Registrato nei giorni in cui iniziava l’attacco a Mosul o poco prima, nell’audio il Califfo Nero incita i suoi a resistere. Fa appello all’onore che viene dal mantenere le posizioni e dal rifiutare un ritiro carico di vergogna. «O voi che aspirate al martirio, iniziate le vostre azioni. Trasformate in giorno la notte dei miscredenti, decimate i loro territori, fate scorrere il loro sangue come fosse un fiume», dice. Significativamente, a conferma dei dissidi interni esplosi tra i mujaheedin di varia nazionalità e etnia, invita poi i combattenti a mantenere la disciplina e a obbedire agli emiri che guidano le varie unità. Quella disciplina incrinata dalle difficoltà militari, economiche e logistiche incontrate dalle sue truppe, costantemente sotto tiro negli ultimi mesi. E dall’esplodere dei contrasti tra i foreign fighters europei e quelli arabi, caucasici e asiatici. Con molti tra i primi decisi a non sacrificarsi in una battaglia che appare perduta e propensi a cercare una via di fuga.
L’autenticità della registrazione è impossibile da verificare ma i toni e la voce sono compatibili con precedenti audio di Al Baghdadi. I dubbi tuttavia restano: in particolare secondo il ministro degli Esteri Boris Johnson i servizi segreti britannici avrebbero informazioni secondo cui Al Baghdadi avrebbe lasciato Mosul.
Che sia presente o meno nella città, le parole del Califfo hanno scopi precisi. In primo luogo motivare i suoi uomini, forse tremila, forse cinquemila, destinati a perire in una lunga e accesa battaglia sacrificale che, ricorda, ha come premio l’onore e altre ricompense extraterrene legate al “martirio”. Motivazione che sarebbe ancora più forte se gli jihadisti percepissero, reale o fittizia che sia, la presenza del loro leader nel campo di battaglia.
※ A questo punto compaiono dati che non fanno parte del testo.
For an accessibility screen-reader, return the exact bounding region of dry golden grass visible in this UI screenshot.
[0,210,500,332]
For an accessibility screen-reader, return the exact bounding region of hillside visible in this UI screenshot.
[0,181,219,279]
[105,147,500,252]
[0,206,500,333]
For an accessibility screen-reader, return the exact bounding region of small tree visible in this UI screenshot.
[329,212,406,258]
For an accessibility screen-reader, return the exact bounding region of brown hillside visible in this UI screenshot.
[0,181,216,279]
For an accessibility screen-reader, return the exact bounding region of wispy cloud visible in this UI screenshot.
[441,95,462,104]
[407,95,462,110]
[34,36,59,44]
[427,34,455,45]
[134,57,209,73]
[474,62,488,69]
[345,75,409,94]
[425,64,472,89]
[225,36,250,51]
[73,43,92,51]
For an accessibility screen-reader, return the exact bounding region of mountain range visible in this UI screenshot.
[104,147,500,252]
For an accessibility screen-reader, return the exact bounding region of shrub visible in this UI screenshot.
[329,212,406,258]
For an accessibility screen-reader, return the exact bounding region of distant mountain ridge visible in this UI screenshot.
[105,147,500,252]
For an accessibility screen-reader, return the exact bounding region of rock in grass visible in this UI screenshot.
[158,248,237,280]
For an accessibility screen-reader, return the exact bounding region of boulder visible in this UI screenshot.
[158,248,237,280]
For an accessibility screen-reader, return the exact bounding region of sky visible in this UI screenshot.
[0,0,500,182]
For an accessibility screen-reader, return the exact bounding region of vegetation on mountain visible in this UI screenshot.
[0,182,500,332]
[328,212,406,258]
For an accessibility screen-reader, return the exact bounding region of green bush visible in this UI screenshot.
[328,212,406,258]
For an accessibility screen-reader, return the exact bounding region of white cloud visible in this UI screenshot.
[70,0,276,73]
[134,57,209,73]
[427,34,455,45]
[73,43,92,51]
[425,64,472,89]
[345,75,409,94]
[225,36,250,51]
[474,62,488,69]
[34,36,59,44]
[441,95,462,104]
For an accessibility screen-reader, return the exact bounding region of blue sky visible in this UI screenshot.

Ma sulla sorte di Al Baghdadi si sa poco o nulla: per fronteggiare i rischi legati alla sua uscita di scena (futura o già avvenuta) il Consiglio della Shura dell’Isis avrebbe comunque già stabilito una linea di successione al leader. Rafforzare l’ipotesi che si trovi a Mosul è importante per gli uomini dell’Isis: questa è pur sempre la città nella quale è avvenuto l’assalto al cielo jihadista, quella proclamazione del Califfato che ha consentito di arruolare decine di migliaia di militanti accorsi per costruire l’utopia dello Stato islamico. Anche per questo ai disertori Al Baghdadi annuncia terribili punizioni.
Nel messaggio il leader parla anche ai sunniti iracheni. Mettendoli in guardia sul fatto che la caduta di Mosul porterebbe alla vittoria degli odiati sciiti. Un tentativo di riprodurre quelle condizioni politiche che qualche anno fa portarono al collasso delle truppe del governo di Baghdad e al trionfo dell’Isis. Un consenso evaporato a causa di un uso repressivo del potere e di una fallimentare prova di governo.
Tanto che oggi, pur nel timore di una rivincita sciita, l’ipotesi che i sunniti locali si sollevino contro le forze regolari irachene, o contro i curdi, pur di non far entrare in città gli sciiti, pare poco realistica.
Il Califfo Nero esorta poi i mujahdeen a colpire le due potenze sunnite impegante nella competizione per l’egemonia in Medioriente: Arabia Saudita e Turchia. La prima, perché ostile a ogni ipotesi neocaliffale che ne minerebbe la già discussa legittimità religiosa; la seconda, accusata di apostasia, per essere guidata da un partito islamista che accetta di misurarsi con la sovranità popolare. Entrambe perché, comunque, parte di un’alleanza guidata dagli americani.
Al Baghdadi ricorda che la «guerra totale» che l’Isis sta combattendo aumenta la convinzione jihadista che tutto questo non sia altro che il «preludio alla vittoria». Solo una tappa, dunque, in un lungo percorso vittorioso nel quale può esserci anche una dura sconfitta. A conferma che la teologia politica islamista radicale è assai pragmatica.
Tanto da giustificare un grave colpo.
Anche quello, davvero scioccante nell’immaginario collettivo radicale, che potrebbe venire nei prossimi giorni dalla piana di Ninive.